Le 26/03/2021 à 17:32, Dmitry Safonov a écrit :
> On 3/26/21 4:11 PM, Christophe Leroy wrote:
> [..]
>>>>
>>>> Dmitry proposed the same, see
>>>> https://github.com/0x7f454c46/linux/commit/783c7a2532d2219edbcf555cc540eab05f698d2a
>>>>
>>>>
>>>>
>>>> Discussion at https://github.com/checkpoint-restore/criu/issues/1417
>>>
>>> Yeah, I didn't submit it officially to lkml because I couldn't test it
>>> yet (and I usually don't send untested patches). The VM I have fails to
>>> kexec and there's some difficulty to get serial console working, so I'd
>>> appreciate if someone could either pick it up, or add tested-by.
>>>
>>
>> Just to let everyone know, while testing your patch with selftest I
>> encountered the following Oops. But I also have it without your patch
>> thought.
> 
> Thank you, Christophe!
> 
>>
>> root@vgoip:~# ./sigreturn_vdso
>> test: sigreturn_vdso
>> tags: git_version:v5.12-rc4-1553-gc31141d460e6
>> VDSO is at 0x104000-0x10bfff (32768 bytes)
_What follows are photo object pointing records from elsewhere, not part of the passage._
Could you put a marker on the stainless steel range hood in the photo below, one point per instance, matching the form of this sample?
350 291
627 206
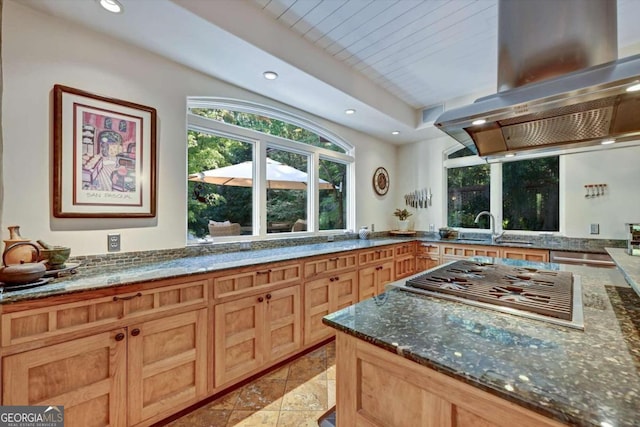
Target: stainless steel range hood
560 85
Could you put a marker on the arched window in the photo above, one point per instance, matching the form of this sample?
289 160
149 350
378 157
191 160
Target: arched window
258 171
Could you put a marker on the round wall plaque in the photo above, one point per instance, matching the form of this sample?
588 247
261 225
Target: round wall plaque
381 181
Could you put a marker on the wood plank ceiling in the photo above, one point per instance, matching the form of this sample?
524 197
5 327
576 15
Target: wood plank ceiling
424 52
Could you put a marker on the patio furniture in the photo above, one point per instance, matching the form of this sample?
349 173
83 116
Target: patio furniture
226 228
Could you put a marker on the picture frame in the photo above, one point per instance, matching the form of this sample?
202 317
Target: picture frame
104 156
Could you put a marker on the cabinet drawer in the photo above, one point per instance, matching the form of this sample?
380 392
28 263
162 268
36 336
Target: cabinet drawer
405 249
254 279
45 322
333 264
371 256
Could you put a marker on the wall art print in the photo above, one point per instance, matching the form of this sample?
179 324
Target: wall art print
104 156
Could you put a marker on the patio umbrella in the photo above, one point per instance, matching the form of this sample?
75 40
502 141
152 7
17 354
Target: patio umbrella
279 176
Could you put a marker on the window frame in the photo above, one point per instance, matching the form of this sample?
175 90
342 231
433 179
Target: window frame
495 188
261 141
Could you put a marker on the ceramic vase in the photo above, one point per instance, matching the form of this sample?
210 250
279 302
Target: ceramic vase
20 254
364 233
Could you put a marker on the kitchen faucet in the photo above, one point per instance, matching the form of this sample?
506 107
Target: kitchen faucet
494 236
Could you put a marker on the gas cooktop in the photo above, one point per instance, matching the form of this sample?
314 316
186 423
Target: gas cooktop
548 295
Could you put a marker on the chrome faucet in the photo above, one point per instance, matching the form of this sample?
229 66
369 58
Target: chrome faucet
494 236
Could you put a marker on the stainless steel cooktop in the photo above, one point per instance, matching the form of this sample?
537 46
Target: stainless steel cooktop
548 295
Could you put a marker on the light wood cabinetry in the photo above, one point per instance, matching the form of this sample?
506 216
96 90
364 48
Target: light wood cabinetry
404 260
324 296
379 388
167 364
427 256
452 252
86 375
115 378
322 266
252 331
244 280
376 270
536 255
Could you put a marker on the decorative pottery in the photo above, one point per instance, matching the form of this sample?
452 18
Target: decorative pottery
24 272
364 233
19 254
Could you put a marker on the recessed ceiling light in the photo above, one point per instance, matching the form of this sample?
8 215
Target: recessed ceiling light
270 75
634 88
112 6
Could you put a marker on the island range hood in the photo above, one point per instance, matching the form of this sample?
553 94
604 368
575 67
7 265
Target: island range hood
560 84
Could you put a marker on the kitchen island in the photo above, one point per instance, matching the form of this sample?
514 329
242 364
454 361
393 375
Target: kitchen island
404 357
>> Signal delivered OK with VDSO mapped
>> VDSO moved to 0x77bf4000-0x77bfbfff (32768 bytes)
>> Signal delivered OK with VDSO moved
>> Unmapped VDSO
>> [ 1855.444371] Kernel attempted to read user page (7ff9ff30) - exploit
>> attempt? (uid: 0)
>> [ 1855.459404] BUG: Unable to handle kernel data access on read at
>> 0x7ff9ff30
>> [ 1855.466188] Faulting instruction address: 0xc00111d4
>> [ 1855.471099] Oops: Kernel access of bad area, sig: 11 [#1]
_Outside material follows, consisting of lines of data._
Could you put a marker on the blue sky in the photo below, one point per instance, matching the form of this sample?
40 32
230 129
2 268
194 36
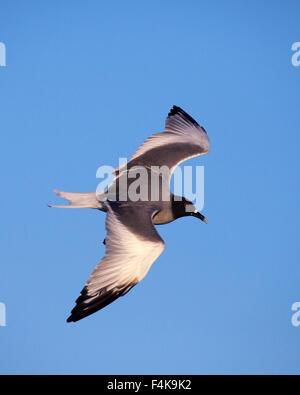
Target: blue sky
85 84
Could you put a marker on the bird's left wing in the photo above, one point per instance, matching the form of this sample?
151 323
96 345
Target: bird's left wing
182 139
132 245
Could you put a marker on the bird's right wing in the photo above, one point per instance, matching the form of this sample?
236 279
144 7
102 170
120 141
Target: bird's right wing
132 245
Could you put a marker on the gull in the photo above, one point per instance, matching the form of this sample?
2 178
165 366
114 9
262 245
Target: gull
132 241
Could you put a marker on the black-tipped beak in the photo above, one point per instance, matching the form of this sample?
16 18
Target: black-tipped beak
200 216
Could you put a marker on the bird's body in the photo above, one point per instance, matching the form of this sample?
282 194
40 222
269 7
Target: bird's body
132 242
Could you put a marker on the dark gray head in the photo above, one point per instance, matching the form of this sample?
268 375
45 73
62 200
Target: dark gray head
185 208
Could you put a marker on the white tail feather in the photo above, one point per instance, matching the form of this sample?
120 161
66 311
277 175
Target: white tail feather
78 200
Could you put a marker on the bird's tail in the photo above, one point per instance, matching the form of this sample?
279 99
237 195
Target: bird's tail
79 200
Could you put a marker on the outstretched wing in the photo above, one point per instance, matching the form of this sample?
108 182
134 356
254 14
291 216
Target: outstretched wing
132 245
182 139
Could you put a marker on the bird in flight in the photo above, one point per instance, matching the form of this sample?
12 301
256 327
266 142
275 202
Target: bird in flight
132 241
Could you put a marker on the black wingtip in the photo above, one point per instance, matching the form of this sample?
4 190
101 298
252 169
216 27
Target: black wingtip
175 110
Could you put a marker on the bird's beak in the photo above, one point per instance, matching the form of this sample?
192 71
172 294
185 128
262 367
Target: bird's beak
200 216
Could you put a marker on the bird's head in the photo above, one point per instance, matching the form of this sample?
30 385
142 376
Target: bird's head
185 208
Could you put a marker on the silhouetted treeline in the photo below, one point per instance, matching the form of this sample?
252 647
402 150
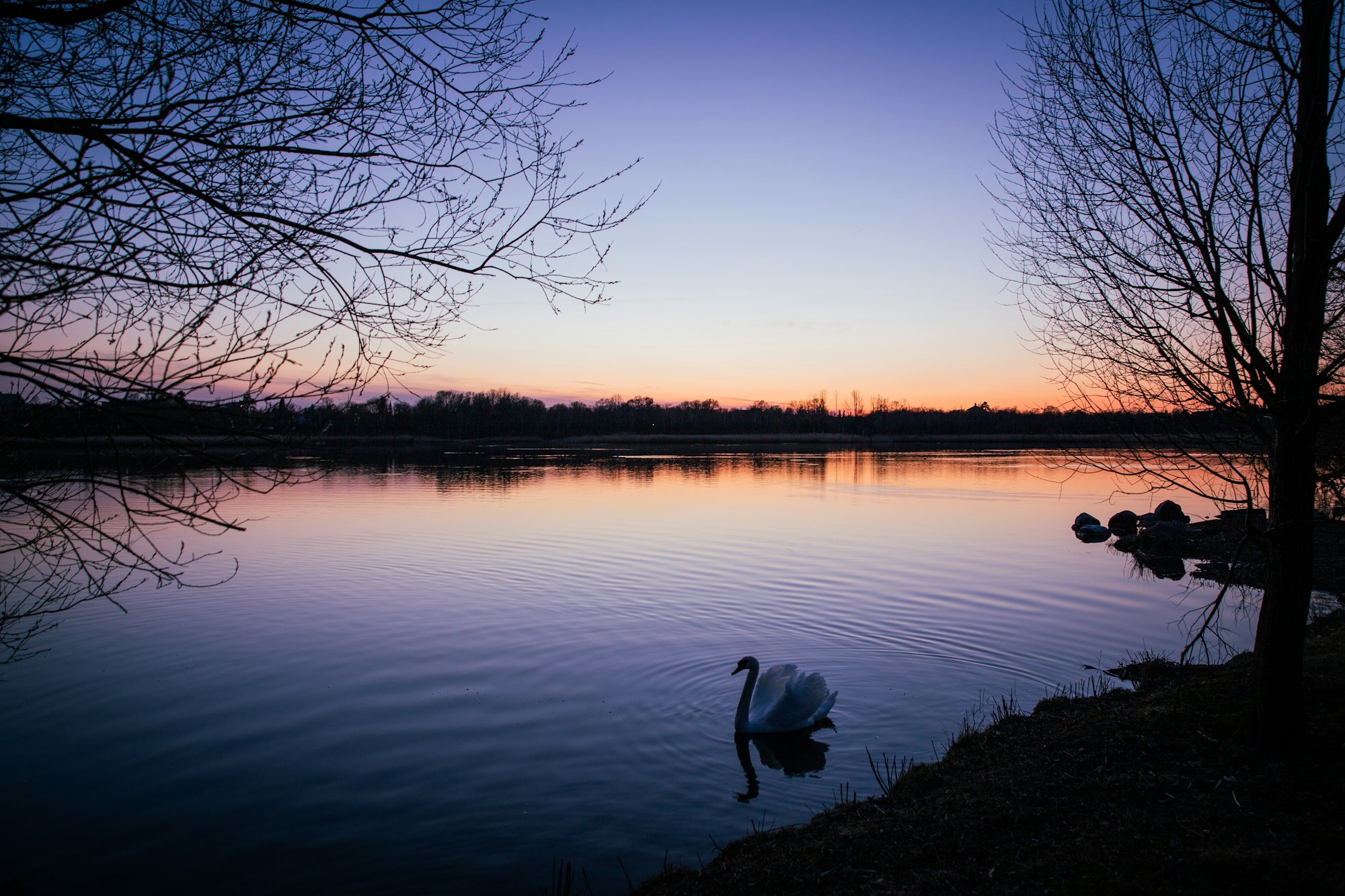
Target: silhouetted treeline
505 415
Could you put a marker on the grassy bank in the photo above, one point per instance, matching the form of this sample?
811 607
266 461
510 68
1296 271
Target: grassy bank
1152 790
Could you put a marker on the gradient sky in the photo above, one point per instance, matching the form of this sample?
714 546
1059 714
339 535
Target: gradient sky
820 221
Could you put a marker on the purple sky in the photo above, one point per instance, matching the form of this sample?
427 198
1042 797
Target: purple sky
820 220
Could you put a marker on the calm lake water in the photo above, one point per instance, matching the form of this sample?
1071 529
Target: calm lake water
439 678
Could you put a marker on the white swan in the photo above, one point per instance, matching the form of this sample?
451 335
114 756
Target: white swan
783 700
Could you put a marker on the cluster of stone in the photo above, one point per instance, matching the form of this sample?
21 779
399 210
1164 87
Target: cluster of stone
1163 529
>> [ 1855.476428] BE PAGE_SIZE=16K PREEMPT CMPC885
>> [ 1855.480702] SAF3000 DIE NOTIFICATION
>> [ 1855.484184] CPU: 0 PID: 362 Comm: sigreturn_vdso Not tainted
>> 5.12.0-rc4-s3k-dev-01553-gc31141d460e6 #4811
>> [ 1855.493644] NIP:  c00111d4 LR: c0005a28 CTR: 00000000
>> [ 1855.498634] REGS: cadb3dd0 TRAP: 0300   Not tainted
>> (5.12.0-rc4-s3k-dev-01553-gc31141d460e6)
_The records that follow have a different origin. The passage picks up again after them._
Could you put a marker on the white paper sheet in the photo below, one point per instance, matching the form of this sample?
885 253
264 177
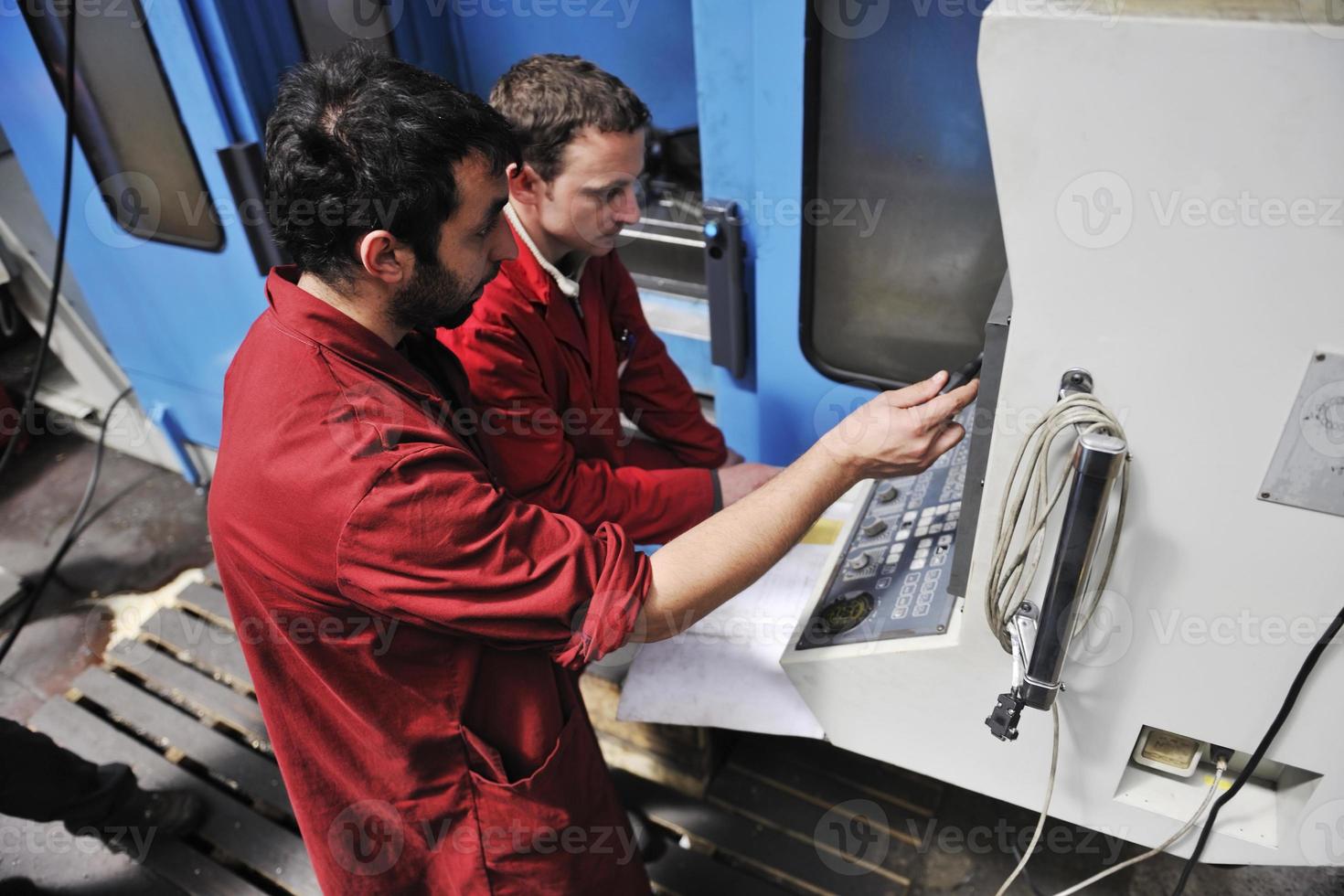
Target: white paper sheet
725 670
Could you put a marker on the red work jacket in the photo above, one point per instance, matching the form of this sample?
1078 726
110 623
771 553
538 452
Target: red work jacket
549 387
411 630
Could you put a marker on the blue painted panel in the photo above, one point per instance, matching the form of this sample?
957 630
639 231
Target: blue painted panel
257 40
646 43
750 74
172 317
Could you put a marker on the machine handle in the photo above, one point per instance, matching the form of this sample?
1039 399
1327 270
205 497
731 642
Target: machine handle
1097 460
723 277
245 172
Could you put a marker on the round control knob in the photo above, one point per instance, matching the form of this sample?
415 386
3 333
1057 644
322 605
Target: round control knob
847 613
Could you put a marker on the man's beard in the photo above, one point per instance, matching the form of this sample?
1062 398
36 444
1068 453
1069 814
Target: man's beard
434 297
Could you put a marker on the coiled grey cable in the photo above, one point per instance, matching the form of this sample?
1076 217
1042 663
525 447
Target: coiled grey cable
1029 500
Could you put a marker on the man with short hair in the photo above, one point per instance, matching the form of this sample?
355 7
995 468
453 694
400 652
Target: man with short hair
558 347
413 630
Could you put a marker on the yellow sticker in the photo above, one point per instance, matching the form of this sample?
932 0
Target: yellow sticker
823 532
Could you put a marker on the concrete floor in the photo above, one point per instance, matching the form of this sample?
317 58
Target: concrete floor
144 527
149 526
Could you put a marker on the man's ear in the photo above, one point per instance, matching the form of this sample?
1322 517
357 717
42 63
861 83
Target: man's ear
525 185
383 257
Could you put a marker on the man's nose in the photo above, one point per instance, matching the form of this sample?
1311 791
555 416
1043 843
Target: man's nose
628 208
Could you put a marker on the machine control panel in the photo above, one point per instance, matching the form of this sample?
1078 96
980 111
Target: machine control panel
891 581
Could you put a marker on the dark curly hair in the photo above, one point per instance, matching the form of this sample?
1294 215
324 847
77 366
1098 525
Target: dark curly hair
549 97
362 142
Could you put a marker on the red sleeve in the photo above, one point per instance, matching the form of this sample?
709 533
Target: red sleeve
655 392
434 543
538 463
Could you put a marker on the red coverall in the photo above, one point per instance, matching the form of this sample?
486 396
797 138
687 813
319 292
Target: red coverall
551 386
413 632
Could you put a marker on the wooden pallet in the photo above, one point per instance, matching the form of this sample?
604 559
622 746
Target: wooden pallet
176 706
774 817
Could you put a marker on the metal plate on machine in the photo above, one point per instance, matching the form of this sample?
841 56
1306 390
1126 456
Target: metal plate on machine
1308 468
891 581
>> [ 1855.507068] MSR:  00009032 <EE,ME,IR,DR,RI>  CR: 48000884  XER: 20000000
>> [ 1855.513866] DAR: 7ff9ff30 DSISR: 88000000
>> [ 1855.513866] GPR00: c0007788 cadb3e90 c28dc000 7ff9ff30 7ff9ff40
>> 000004e0 7ff9fd50 00000000
>> [ 1855.513866] GPR08: 00000001 00000001 7ff9ff30 00000000 28000282
>> 1001b7e8 100a0920 00000000
>> [ 1855.513866] GPR16: 100cac0c 100b0000 102883a4 10289685 100d0000
>> 100d0000 100d0000 100b2e9e
>> [ 1855.513866] GPR24: ffffffff 102883c8 00000000 7ff9ff38 cadb3f40
>> cadb3ec8 c28dc000 00000000
>> [ 1855.552767] NIP [c00111d4] flush_icache_range+0x90/0xb4
>> [ 1855.557932] LR [c0005a28] handle_signal32+0x1bc/0x1c4
>> [ 1855.562925] Call Trace:
>> [ 1855.565332] [cadb3e90] [100d0000] 0x100d0000 (unreliable)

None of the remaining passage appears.